Blood is a parts of the body. Blood has different components sch as red blood cells, white blood cells, platelets and plasma. The red blood cells (rbc), platelets also called monocytes because it is belong to the “myeloid” group and other white blood cells belong to the “lymphoid” group. Lymphoid cells are affected. Disease progresses quickly. This is most common among children. Blood cancer or Leukaemia is actually a group of diseases, each of which impede with the normal functioning of blood cells and progressively weaken the system.leukaemia is classified as either Acute or Chronic. Blood and urine samples may also be tested for various substances, called tumor markers, which may indicate cancer.
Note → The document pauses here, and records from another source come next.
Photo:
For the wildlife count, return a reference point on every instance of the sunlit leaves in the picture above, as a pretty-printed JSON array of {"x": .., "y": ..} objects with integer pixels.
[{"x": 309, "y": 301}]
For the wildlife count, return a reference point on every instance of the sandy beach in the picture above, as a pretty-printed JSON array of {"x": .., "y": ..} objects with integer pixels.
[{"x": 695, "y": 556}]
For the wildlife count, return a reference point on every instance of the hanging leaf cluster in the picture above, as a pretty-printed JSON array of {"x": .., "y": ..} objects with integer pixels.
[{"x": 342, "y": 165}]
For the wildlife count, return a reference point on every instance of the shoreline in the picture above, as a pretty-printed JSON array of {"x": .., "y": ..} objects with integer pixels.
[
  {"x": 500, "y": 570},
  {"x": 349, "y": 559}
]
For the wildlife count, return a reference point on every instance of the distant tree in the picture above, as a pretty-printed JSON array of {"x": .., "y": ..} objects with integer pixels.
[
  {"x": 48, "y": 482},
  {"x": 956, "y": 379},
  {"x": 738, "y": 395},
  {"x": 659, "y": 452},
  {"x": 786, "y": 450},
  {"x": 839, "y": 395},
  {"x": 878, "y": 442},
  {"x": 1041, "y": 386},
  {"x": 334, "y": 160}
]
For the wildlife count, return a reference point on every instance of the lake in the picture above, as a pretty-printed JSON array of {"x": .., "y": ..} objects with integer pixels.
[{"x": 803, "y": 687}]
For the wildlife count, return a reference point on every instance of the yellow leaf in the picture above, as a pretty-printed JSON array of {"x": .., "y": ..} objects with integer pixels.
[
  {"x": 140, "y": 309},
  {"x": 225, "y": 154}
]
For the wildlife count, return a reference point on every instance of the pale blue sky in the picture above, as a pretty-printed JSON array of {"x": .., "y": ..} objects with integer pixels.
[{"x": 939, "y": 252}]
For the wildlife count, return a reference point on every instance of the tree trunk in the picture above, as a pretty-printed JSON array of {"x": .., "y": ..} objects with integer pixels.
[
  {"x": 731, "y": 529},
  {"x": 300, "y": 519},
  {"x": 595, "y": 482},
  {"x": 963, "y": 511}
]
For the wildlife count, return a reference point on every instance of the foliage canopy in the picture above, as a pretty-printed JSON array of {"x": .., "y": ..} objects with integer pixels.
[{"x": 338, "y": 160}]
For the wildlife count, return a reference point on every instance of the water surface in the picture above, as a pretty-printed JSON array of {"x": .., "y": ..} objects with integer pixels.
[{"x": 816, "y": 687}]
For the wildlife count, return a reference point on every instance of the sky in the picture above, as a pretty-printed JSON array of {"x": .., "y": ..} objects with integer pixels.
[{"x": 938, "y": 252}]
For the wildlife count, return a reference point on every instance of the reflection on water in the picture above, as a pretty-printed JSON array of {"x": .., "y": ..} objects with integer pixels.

Tumor markers are typically chemicals made by tumor cells, but tumor makers are also produced by some normal cells in your body. Lymphoid cells are affected. Disease progresses over a long period.Usually affects adults, more men than women.Myeloid cells are affected. Disease progresses over a long period of time. More common among adults. One of the major goals of the trial was to compare the two groups in terms of risk of graft-versus-host disease (GVHD), a common and sometimes fatal complication of allogeneic transplants in which the patient’s immune system attacks the transplant.
Causes of Blood Cancer
1. Exposure to radiation.
2. Exposure to chemicals.
3. Human T-cell Leukaemia Virus (HTLV)
4. Genetic factors (chromosomal abnormalities).
Symptoms of Blood Cancer
5. Weight loss.
Treatment of Blood Cancer
Chemotherapy is destroy the abnormal cancer cells. If the leukaemia returns (relapses), intensive treatment may be given. This involves a bone marrow or a stem cell transplant.Stem cell transplant involves transplanting stem cells (the most basic type of cell, from which all types of blood cells develop), rather than bone marrow cells. Stem cells can be harvested (collected) from a leukaemia patient’s own blood or from a donor. Bone marrow or stem cell transplants allow much higher doses of chemotherapy to be given. Before transplantation, very high doses of chemotherapy and sometimes radiotherapy are given to destroy all the bone marrow, both abnormal and normal.